Sexton (American History/Corpus Christi Coll., Univ. of Oxford; Debtor Diplomacy: Finance and American Foreign Relations in the Civil War Era, 1837–1873, 2005, etc.) demonstrates the haphazard formulation of what has become known as the Monroe Doctrine (1823), and examines how its interpretations altered during the next 100 years, as the once-weak United States became a global power. Fearful that Spain might exert hegemony on the American continent through military might, President James Monroe, in a message to the U.S. Congress, stated that his country would consider any intervention by European nations as a threat.
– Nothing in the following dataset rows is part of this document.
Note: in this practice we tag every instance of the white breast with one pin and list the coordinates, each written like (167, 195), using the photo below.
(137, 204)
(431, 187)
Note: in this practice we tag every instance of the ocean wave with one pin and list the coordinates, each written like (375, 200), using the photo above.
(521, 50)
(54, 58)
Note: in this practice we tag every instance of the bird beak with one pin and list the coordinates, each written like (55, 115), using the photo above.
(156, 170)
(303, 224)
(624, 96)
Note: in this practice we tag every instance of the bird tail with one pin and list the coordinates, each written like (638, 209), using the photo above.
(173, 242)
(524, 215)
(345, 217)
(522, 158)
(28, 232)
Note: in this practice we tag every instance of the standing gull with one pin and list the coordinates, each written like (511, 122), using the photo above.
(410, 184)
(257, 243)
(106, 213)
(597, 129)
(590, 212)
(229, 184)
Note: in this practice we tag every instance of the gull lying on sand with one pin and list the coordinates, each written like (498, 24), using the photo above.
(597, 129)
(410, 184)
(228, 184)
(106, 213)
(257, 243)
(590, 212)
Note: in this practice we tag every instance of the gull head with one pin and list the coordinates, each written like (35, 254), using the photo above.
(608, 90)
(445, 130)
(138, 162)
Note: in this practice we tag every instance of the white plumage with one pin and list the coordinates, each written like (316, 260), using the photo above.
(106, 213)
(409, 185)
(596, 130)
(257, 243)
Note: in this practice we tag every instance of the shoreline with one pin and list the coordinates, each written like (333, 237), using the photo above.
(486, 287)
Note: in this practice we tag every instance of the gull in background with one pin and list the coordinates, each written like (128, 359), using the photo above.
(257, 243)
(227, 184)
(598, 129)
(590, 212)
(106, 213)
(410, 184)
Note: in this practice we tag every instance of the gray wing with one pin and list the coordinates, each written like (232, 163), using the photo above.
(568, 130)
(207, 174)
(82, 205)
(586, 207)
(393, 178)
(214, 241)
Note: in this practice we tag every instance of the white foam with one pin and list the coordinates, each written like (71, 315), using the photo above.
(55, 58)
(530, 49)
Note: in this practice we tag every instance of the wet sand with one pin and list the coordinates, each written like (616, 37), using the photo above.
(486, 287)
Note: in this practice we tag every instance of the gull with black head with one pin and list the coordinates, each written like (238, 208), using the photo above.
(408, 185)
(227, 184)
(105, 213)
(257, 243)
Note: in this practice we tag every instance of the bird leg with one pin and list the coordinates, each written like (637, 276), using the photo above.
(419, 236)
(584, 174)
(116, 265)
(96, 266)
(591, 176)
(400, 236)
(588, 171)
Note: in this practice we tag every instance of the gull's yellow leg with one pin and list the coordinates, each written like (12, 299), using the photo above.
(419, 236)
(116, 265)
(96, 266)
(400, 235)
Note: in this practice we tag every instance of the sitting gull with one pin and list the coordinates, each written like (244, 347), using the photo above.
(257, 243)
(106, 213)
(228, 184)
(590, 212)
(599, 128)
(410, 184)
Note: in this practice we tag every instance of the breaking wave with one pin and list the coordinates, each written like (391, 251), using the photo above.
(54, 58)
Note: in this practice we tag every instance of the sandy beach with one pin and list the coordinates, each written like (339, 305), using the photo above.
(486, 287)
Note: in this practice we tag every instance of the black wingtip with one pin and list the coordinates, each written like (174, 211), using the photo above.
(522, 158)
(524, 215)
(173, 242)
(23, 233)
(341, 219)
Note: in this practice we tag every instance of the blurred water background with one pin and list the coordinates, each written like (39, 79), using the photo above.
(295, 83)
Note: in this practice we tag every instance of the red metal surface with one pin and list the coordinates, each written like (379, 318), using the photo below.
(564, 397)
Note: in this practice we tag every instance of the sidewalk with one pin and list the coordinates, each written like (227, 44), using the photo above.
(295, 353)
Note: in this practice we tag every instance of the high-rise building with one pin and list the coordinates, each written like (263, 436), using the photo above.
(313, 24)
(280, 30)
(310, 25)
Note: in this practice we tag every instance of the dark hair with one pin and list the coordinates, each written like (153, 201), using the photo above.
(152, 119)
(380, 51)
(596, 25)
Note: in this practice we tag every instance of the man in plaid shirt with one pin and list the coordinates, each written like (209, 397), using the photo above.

Sexton claims that what seemed like a straightforward message to foreign nations actually came across as both ambiguous and paradoxical, a fusion of anti-colonialism and interventionism. Monroe lacked a reasonable plan for halting European expansion in the Americas. Furthermore, the president remained silent on whether the doctrine would constrain the United States from its own expansion plans within the Americas and abroad. Disagreements about the Monroe Doctrine became especially poignant during the Civil War, as the North and the South invoked the iconic statement to suggest either the end, or expansion, of slavery around the world. Partisan politics extending beyond anti-slavery and pro-slavery camps placed marks on the doctrine, as politicians and diplomats twisted the original tenets for ideological purposes. By the time Theodore Roosevelt became president in the early 1900s, he had altered the Monroe Doctrine so that it served as a rationale to intervene anywhere around the globe. Woodrow Wilson thought of it as an instrument of peace, but U.S. participation in European affairs during World War I undermined a non-interventionist philosophy.
A plainspoken history book demonstrating subtleties galore.